幼馴染×転校生という可能性

いある

第1話 転校生と俺の関係性

 学校が好きな人間とはどのくらいいるものなのだろうか。俺?俺は結構好き。勉強とか確かにだるめではあるけれど、友達とバカやってる時間はそう悪いもんじゃないからな。

 だが今日はいつにも増してテンションが高い。それもそのはず、月曜日とは言え、今日の時制は午前中授業なのだ。すこしテンションを上げたところで誰にも咎められまい。しかも得意教科の数学なんかの授業ばかりなので気分はおのずと弾む。仕方ないね。

 今日はお昼から雨が降るらしいが、そんなのはどうでもいい。俺を含めて皆にしてみてもどうでもいいことだと思う。傘は忘れないけれども。

 傘を忘れて一緒に入れてくれる心優しい美少女の委員長なんてこの世界には居ないからみんな気を付けるんだぞ。

 酷いときにはずぶぬれで帰る羽目になる。

 友人を頼ろうとしても『俺も忘れた』『彼女に貸した』とかあほみたいなことを抜かしまくる連中ばかりだ。嫌いじゃないけど。

 人を頼るのは本当に困った時だけにしたほうがいいよマジで。誰に説明してるのかわかんないけど俺。




 階段を上ってすぐ右手に俺の教室はある。木製のよくある引き戸。黒板消しとかがよくはさまれているアレだ。いや実際に挟まっているわけじゃないけれど。というかあれ挟まってて気が付かないものなのかな?どうでもいいけど。

 木製で、上にガラスがハマっていて、取っ手の上のところに南京錠を付けるところがあって。まぁどこにでもあるタイプのものだ。

 理科室とか音楽室とかは別の材質のものをつかってあったりするのだが、普通の教室は全部木製である。なのでたまに木のささくれとかがある。

「聞いたか宮野!!!!」

 過去に傷をつけられたことのある扉を手もとに気を付けながら開けた瞬間、俺の耳に飛び込んできたのは元気過ぎることで有名のクラスメイトの声だった。朝からこんなテンションになれるのもおかしいが、今日くらいはこの俺の溢れ出る寛容さで受け止めてやることも吝かではない。

「なんだよ明川あけがわ。朝から今日もうるさいぞ」

「ひどいじゃないか!まぁ事実そうなんだろうけど。…って、そんなことより聞いたか?転校生が来るって話を!」

 転校生…?記憶に今の話を照らし合わせて見るが一切該当するものがない。昨日クラスのグループチャットにも顔だけ出したが、件の転校生についての話題は出ていないように思えた。

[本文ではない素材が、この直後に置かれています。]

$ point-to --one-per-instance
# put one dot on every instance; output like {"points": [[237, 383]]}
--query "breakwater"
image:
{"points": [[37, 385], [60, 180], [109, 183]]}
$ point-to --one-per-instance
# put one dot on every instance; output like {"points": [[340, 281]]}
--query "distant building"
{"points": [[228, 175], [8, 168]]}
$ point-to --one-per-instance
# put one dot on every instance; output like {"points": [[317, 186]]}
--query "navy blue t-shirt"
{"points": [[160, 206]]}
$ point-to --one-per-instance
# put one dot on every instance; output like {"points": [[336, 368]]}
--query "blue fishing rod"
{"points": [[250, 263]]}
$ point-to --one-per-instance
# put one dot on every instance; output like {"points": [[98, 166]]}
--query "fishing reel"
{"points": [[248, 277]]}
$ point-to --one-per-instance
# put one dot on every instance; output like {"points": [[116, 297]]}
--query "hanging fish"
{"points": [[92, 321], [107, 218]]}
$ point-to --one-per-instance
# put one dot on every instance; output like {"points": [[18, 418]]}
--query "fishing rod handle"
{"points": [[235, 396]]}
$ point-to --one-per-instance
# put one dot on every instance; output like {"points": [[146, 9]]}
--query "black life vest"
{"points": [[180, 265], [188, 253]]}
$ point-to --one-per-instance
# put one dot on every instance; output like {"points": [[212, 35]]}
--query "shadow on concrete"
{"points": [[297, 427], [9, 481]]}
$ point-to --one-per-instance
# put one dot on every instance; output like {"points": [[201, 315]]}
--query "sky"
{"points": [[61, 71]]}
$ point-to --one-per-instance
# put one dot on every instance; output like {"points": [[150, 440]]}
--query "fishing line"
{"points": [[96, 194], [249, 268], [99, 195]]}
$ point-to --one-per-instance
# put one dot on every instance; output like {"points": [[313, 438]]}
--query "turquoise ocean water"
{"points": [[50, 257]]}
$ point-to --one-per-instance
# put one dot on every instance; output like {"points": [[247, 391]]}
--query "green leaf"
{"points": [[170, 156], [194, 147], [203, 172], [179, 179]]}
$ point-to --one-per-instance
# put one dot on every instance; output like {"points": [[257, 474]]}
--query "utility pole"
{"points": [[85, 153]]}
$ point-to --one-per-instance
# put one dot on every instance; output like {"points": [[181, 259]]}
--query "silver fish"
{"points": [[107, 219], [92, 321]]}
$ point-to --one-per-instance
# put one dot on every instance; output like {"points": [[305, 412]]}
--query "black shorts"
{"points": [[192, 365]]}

「いや…?昨日クラスのやつもちらっと覗いたけどそんな話はだれもしていなかったぞ。まぁ十一時に確認したからそれ以降のことは知らないが」

「なんでだよぉ!そのあとくらいからだよ丁度!噂によれば超美少女らしいぞ!もし結婚出来たら結婚式には呼んでやるからな!」

 何故か目の前の友人は顔も見ていない転校生と結婚式を挙げるつもりらしい。

 妄想癖もここまで来れば見事なもんだ。

「…何で見てないのかとと言われてもなぁ。つーかその情報のソースはどこよ。信頼できるの?」

「いやーそれは教えられませんなー」

「そうかよ」

 聞くだけ無駄だった。俺はシカトして自分の席へ直行しようとする。荷物は今日軽いから足取りも自ずと軽い…んだが、何故か俺を引き止める明川。

 知性が足りない顔つきをしている。

「いやもうちょっと興味示せよなんかあんだろ」

 早口で捲し立てる明川はなぜか必死だ。どうしても俺に構ってほしいらしい。

「わーすごーいちょーきになるー」

「まだ無視の方が愛情を感じた」

「無視に愛情を感じるな」

 性癖でも狂ってしまったのだろうか。

 本気で友人を心配する俺に、ややしょんぼりとして話しかけてくる。これが可愛い女の子だったら俺も嬉しいんだが、野郎だからなぁ。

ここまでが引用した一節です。